With religious freedom in the news these days (from cake bakers in Colorado to imprisoned Christians in North Korea), it’s only right to call attention to a mammoth project the Deseret News just kicked off.
Calling it “the first in an ongoing series of in-depth stories and analyses dissecting and understanding religious liberty in America and the place of faith in the public square,” the newspaper -- owned by a subsidiary of the Church of Jesus Christ of Latter-day Saints -- offered readers the journalistic equivalent of an Excel sheet of religious liberty lawsuits and legislative efforts in response.
It lists 139 bills in six categories: Adoption, college campuses, service refusals, LGBT rights, health care and miscellaneous. The piece begins:
The turf war over the place of faith in the public square is accelerating, and the stakes are rising like never before. Today, nearly every strata of society is affected, from kids in foster care outside Detroit, to college freshmen in Arizona, to florists and cake shop owners in America's heartland.
On one side are believers who say their faith communities are threatened by an encroaching secular and godless movement seeking to silence and shun them. On the other side are LGBT and women's rights activists who say Americans are being denied basic human rights and enduring ongoing discrimination under the guise of religious freedom.
Many others, including long-time religious liberty advocates, both gay and straight, are alarmed by the direction of today's religious freedom debates, arguing that this value is meant to unify, not tear people apart.
What’s interesting is that reporter Kelsey Dallas found 139 bills debated in one year.
The latest battlefield affects kids in need of new homes. State lawmakers are deciding whether faith-based adoption or foster care agencies should be allowed to receive government funding if, for religious reasons, they won't serve same-sex couples.
As for campus free speech, the issue isn’t religious per se, but some bills include prohibitions against treating religious organizations different than other groups or penalizing their wish to appoint leaders who hold certain religious beliefs.
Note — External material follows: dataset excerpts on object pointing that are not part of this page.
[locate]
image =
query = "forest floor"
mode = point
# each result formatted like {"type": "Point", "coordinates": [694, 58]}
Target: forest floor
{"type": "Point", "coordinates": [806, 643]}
Fellow GetReligionista Dick Ostling wrote about that situation here. That issue got the most listings (29) of pending, failed or successful bills on the state level.
The service refusal category listed some bills, but it was clear that this year, at least, state legislatures were awaiting the Supreme Court’s Masterpiece Cakeshop decision, which came out June 4. The LGBT rights category had 21 bills. The health category had 22. The miscellaneous category had 12.
The best part of the piece was the wrap-up at the end.
This year's state-level, religion-related bills -- and the battles they created -- don't bode well for the future of religious freedom law, according to policy experts. Most 2018 bills were one-sided, meaning that measures offered protections for one group of citizens without worrying about what to do when those protections harm others…
Religious freedom advocates in state legislatures know that broad bills protecting people of faith are unpopular. So they've turned their attention to smaller, more palatable issues, like the threat to faith-based adoption agencies, (Fretwell Wilson, director of the family law and policy program at the University of Illinois College of Law) said.
"We're seeing stand-alone adoption protections partly because it's one of the most sympathetic situations. We want to keep religious people in the marketplace," she said.
But during their debut year, many bills seeking to protect faith-based adoption agencies that won't serve LGBT couples for religious reasons met the same fate as other religious freedom measures. They failed to earn support from Democrats and were called discriminatory.
"We're seeing the leading edge of the same phenomenon that doomed (broader bills.) We're seeing corporate actors like Google come in and try to weigh in on these issues," Wilson said.
The list of 139 bills was impressive, but I would have liked to have seen some trends. Which states had the most proposed bills? Which states weren’t trying to pass any bills in any direction?
Was there a section of the country where these bills are concentrated? I saw a lot of the same states: Colorado, Washington, Hawaii, Kansas, Georgia, Tennessee, Indiana, Florida, Louisiana and West Virginia, but none in Oregon, New Mexico, Connecticut, or Utah, for that matter.
Were there more of them in red-state or blue-state America? And why did the piece quote more from legal firms on the left (ACLU, Americans United) but not from Liberty Counsel or the Alliance Defending Freedom on the right? (Stanley Kurtz of the Ethics and Public Policy Center kind of fits in the latter category but next time, try to talk with some firms that are out there litigating these cases).
That said, the piece –- and hopefully the reporting that is to follow -– will give a broad picture of what’s out there on the religious freedom legal chessboard across the nation. Too much reporting has missed the forest for the trees. This one does help journalists and readers see the whole forest and the mountains that lie beyond.